The results of experiments on both simulated and real-world datasets indicate that the proposed RBF models will perform equal or better than the traditional SFA model. This allows the RBF model broad applicability. The proposed RBF model is not computationally expensive compared to traditional neural networks that are also capable of general approximations [38]. There are a few limitations of RBF models, where their applicability will be limited by a minimum of 2 independent variables. Additionally, sample sizes must be adequate for RBF learning. The traditional SFA model can be used to test the returns-to-scale relationship between production function inputs and output. Since the production function equation will be unknown in the RBF models, testing such a relationship will not be possible in the RBF model.

Summary, Conclusions and Directions for Future Work

This paper connects two established fields for neural networks and econometrics; and presents a new RBF neural network framework for SFA. Using simulated and real-world datasets, this paper proposes and tests two RBF models for SFA and reports the results. The primary benefits of the proposed models are that the models will always provide results as long as the problem has two or more inputs and datasets satisfy (2⋅n) ≤ (k−3) constraint. Any advances in econometric literature, including the use of different inefficiency score distributions or the use of panel data, can be directly incorporated into the proposed framework with minor modifications.

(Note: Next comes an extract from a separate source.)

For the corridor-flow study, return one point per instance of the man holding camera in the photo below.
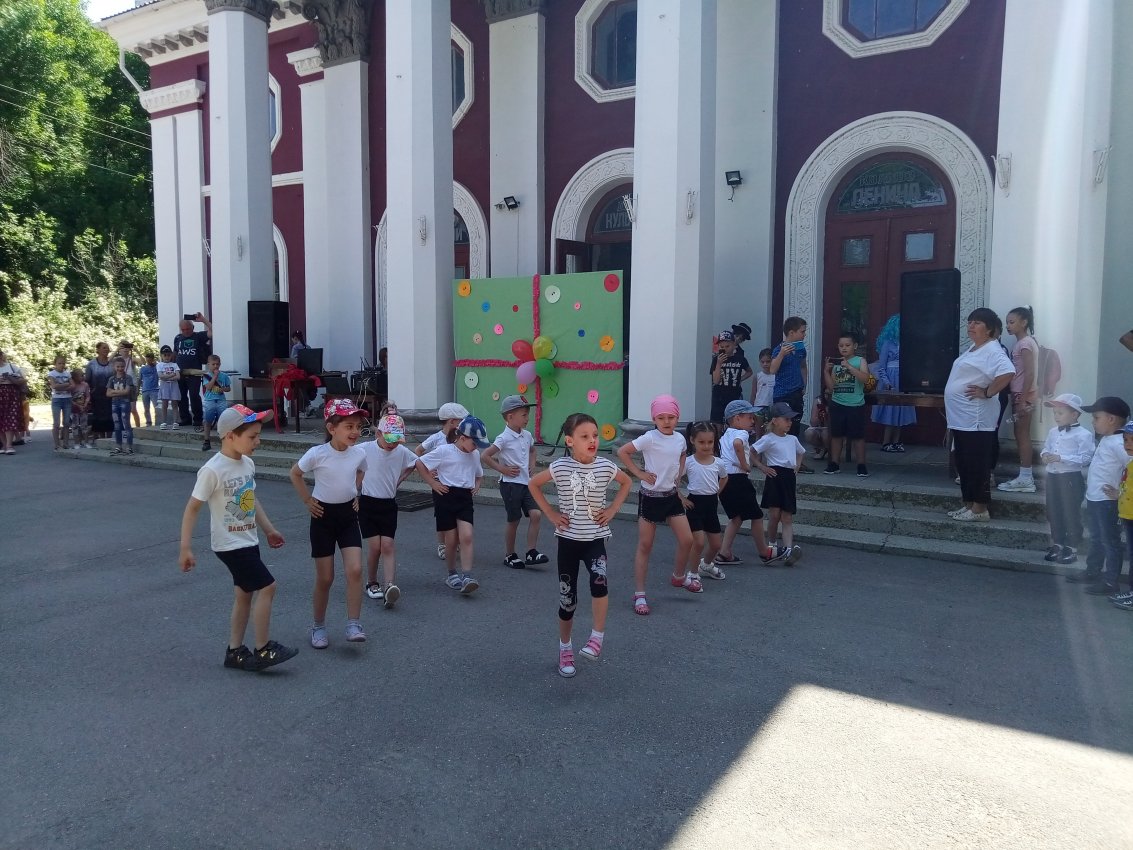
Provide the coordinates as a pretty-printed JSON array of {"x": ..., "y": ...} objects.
[{"x": 192, "y": 349}]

The unique aspect of this paper was the use of an interpolation model for SFA. It appears that interpolation models did not receive a lot of attention in econometrics literature. The current study illustrates that the results of these models are not drastically different from kernel regression models, but future research may consider using similar models for production frontier analysis. The current study only used one output in the production function. The framework allows for multiple outputs, but each of the multiple outputs will have to be treated as a unique independent production function in the hidden-to-output layer of the RBF neural network. Overall, the production functions for all outputs are not entirely independent because the input-to-hidden layer nodes and the basis centers will be the same for all production function outputs. These challenges of incorporating multiple outputs into the RBF neural network model may be addressed by future researchers.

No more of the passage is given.